Der Terminus „Döner-Morde“ ist das frisch gekürte Unwort des Jahres 2011. Der Begriff, der in Anlehnung an die Herkunft der Opfer entstand, steht laut Jury dafür, dass „die politische Dimension der Mordserien jahrelang verkannt oder willentlich ignoriert wurde: Die Unterstellung, die Motive der Morde seien im kriminellen Milieu […] zu suchen, wurde mit dieser Bezeichnung gestützt.“ Die Opfer der Mordserie waren allesamt durch eine rechtsextreme Gruppierung ermordet worden, keine der Taten hatte ihren Ursprung im zunächst kolportierten Milieu.
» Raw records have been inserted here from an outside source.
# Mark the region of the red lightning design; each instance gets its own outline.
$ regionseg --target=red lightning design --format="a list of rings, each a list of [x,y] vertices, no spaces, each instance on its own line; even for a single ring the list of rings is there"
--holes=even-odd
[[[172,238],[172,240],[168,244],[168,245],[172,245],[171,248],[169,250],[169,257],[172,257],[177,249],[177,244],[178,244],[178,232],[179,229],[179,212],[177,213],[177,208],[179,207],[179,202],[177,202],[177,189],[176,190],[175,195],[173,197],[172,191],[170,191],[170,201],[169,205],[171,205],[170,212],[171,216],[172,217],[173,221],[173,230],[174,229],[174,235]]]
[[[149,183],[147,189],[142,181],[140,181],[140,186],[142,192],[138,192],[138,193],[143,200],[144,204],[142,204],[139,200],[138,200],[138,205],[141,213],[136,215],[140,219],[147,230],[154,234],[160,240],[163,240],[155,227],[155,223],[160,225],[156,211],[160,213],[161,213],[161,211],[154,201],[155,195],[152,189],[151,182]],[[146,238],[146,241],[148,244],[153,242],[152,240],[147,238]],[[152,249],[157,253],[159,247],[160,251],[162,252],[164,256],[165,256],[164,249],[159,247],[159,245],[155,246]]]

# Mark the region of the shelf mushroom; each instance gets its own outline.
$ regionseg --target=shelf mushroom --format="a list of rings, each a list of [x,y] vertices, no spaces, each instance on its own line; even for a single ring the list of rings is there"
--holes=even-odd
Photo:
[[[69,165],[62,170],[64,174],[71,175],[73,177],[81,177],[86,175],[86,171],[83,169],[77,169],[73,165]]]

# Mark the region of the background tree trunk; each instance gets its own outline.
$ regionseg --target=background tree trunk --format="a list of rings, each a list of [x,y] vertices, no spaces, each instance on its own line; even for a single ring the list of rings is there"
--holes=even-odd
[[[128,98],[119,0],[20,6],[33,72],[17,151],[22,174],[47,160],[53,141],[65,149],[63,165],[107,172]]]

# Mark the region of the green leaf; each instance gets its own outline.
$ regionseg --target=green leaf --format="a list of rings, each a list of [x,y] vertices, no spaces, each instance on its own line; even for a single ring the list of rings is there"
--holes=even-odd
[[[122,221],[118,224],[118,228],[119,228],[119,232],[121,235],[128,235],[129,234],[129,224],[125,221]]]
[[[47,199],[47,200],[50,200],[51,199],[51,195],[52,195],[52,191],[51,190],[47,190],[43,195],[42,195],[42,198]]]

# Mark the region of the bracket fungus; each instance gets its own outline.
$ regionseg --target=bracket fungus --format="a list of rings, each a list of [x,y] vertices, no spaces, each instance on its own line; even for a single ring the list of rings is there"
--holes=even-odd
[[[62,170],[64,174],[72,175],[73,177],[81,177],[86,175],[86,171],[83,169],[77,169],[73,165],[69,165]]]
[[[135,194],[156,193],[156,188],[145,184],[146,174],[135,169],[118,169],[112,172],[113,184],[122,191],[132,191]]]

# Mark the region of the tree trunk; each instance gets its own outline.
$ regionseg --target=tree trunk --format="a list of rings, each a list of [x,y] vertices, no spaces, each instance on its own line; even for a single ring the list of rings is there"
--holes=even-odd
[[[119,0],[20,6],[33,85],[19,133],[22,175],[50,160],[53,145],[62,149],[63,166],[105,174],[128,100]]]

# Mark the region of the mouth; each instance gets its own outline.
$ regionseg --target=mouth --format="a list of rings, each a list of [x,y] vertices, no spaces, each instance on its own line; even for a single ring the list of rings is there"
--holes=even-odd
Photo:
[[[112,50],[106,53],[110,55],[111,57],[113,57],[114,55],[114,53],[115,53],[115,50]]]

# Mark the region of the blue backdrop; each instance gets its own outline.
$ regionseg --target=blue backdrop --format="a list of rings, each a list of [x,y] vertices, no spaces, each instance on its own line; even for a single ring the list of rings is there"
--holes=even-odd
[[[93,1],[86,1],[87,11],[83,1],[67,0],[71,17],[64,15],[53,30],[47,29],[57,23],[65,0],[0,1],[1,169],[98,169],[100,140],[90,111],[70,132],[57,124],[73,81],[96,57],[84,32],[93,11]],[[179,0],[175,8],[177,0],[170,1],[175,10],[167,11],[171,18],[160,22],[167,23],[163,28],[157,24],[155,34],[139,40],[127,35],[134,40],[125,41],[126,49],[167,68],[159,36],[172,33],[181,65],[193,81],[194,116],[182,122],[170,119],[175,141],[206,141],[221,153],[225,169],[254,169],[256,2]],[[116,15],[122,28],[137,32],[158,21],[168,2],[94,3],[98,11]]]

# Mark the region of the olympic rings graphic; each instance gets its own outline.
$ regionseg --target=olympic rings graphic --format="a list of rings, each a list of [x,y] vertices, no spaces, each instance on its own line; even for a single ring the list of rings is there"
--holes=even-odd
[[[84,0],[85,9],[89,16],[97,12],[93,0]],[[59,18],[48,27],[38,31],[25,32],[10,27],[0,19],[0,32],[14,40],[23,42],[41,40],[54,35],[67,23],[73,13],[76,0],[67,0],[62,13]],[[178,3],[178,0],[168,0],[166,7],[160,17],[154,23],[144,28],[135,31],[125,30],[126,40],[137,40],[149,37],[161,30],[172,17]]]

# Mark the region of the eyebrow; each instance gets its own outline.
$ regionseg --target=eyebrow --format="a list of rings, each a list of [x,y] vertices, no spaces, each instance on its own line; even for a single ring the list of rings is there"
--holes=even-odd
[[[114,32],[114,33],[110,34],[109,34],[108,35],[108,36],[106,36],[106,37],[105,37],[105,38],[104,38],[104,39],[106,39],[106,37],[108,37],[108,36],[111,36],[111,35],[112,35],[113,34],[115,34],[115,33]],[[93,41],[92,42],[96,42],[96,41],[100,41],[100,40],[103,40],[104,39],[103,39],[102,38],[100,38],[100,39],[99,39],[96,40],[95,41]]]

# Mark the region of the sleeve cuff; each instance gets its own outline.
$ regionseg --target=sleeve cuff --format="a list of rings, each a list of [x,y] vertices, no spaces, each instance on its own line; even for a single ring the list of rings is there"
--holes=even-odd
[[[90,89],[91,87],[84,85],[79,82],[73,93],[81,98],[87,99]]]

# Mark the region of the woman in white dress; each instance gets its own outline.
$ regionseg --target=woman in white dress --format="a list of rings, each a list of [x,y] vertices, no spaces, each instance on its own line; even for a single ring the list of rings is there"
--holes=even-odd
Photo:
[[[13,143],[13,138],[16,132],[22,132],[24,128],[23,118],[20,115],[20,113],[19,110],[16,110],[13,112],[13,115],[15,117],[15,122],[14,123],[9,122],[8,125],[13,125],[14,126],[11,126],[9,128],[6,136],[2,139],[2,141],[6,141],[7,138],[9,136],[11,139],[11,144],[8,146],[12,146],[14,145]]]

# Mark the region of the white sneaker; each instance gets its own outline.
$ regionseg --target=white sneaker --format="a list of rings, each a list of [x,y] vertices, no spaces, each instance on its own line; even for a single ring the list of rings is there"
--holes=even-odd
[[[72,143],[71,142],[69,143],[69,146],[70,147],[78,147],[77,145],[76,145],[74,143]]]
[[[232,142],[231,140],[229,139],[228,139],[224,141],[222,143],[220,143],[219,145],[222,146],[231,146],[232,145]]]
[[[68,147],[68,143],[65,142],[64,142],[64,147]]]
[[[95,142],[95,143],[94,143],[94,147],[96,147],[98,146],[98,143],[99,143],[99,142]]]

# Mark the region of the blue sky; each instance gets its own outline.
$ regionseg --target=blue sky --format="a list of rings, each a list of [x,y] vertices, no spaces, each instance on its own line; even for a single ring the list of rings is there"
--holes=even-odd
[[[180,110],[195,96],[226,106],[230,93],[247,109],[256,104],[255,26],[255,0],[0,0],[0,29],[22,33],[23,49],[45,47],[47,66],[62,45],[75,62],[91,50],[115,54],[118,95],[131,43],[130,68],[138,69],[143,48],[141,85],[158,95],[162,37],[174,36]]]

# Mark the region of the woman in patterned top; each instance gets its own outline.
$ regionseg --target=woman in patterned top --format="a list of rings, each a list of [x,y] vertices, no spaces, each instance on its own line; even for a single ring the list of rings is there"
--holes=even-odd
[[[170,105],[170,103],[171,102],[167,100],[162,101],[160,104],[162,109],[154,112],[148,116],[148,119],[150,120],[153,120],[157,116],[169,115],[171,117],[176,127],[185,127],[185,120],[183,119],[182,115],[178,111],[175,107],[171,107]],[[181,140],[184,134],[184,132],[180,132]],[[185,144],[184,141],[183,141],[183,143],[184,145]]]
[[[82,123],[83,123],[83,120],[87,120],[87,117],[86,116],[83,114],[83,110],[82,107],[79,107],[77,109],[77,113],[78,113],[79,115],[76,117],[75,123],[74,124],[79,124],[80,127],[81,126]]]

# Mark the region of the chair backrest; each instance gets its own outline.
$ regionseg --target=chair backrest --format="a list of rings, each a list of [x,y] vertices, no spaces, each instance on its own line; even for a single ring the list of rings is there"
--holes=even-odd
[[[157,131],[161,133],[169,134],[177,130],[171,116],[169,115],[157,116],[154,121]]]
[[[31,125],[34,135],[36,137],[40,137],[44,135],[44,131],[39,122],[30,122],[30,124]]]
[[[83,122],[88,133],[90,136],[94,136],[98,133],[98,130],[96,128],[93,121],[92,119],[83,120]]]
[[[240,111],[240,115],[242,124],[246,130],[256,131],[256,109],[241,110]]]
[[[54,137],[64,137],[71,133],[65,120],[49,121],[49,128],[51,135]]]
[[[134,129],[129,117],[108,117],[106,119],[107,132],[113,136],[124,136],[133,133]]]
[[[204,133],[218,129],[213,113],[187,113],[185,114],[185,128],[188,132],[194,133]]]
Ein weiteres Unwort für 2011 wurde in dem Begriff „Gutmensch“ gefunden. Dieser wurde im vergangenen Jahr immer häufiger dazu verwendet, Menschen zu diskreditieren, deren moralische Ausrichtung an den ethischen Werten einer freiheitlichen Grundordnung entsprachen.

Der letzte gekürte Terminus ist die „marktkonforme Demokratie“. Dieser von Bundeskanzlerin Angela Merkel stammende Begriff betont ungewollt die typische Priorisierung ökonomischer Werte im politischen, sozialen und globalen Miteinander.